New therapeutic implications from latest CFR research

SAN FRANCISCO, CA 5/12/14. CFR investigators recently reported new insight into what causes the significant variability in levels of progranulin previously observed among individuals. Led by postdoctoral fellow Dr. Andra Nicholson in the lab of senior author and CFR Investigator Dr. Rosa Rademakers at the Mayo Clinic in Jacksonville, FL, the new study analyzed progranulin levels in plasma and cerebral spinal fluid (CSF) from 345 individuals and identified multiple contributions to this variability.

“We confirmed the conundrum we’d suspected would be there, based on the highly variable levels of progranulin between individuals that we had previously measured,“ said Dr. Nicholson.

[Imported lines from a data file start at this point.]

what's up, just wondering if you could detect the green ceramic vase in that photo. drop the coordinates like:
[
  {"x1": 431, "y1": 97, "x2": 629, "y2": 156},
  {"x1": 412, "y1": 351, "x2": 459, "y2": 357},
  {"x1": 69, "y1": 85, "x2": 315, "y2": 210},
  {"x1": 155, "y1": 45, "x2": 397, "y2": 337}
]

Mutations in progranulin cause frontotemporal dementia by reducing the amount of circulating progranulin protein by more than half. In fact, Rademakers and colleagues previously reported that measuring plasma progranulin levels is an accurate way to identify individuals with progranulin mutations. Given this reduction, finding a drug that can restore progranulin levels to normal levels is the focus of numerous initiatives to treat FTD caused by progranulin mutations.

Blood is much easier to obtain than CSF, thus researchers were hopeful that measuring blood progranulin levels would be a reliable indicator of CSF progranulin levels. However, Dr. Nicholson and colleagues’ new work revealed that while CSF and plasma progranulin levels do correlate, this correlation is very small. Drugs often have difficulty entering the brain because of a selectively penetrant blood brain barrier that separates the brain from the bloodstream. Dr. Nicholson’s work revealed that to accurately understand a drug’s effect on altering progranulin levels in the brain, progranulin must be measured in CSF, not blood.

“Measuring progranulin in blood is a fail-safe way to determine if a patient is a mutation carrier,” said Dr. Nicholson, “but we advise caution when using blood progranulin levels as a reflection of brain progranulin levels.”

Dr. Nicholson and colleagues asked what might contribute to the difference in progranulin levels between individuals and determined that age, gender, and plasma progranulin levels accounted for only 6% of the variability in CSF. DNA differences were responsible for an additional 12%, resulting from changes in a region of the progranulin gene previously shown to affect the levels of this protein. What accounts for the remaining 82% of variability in CSF between individuals remains unknown, but Dr. Nicholson and colleagues proposed environmental factors such as inflammation state or fasting may influence levels.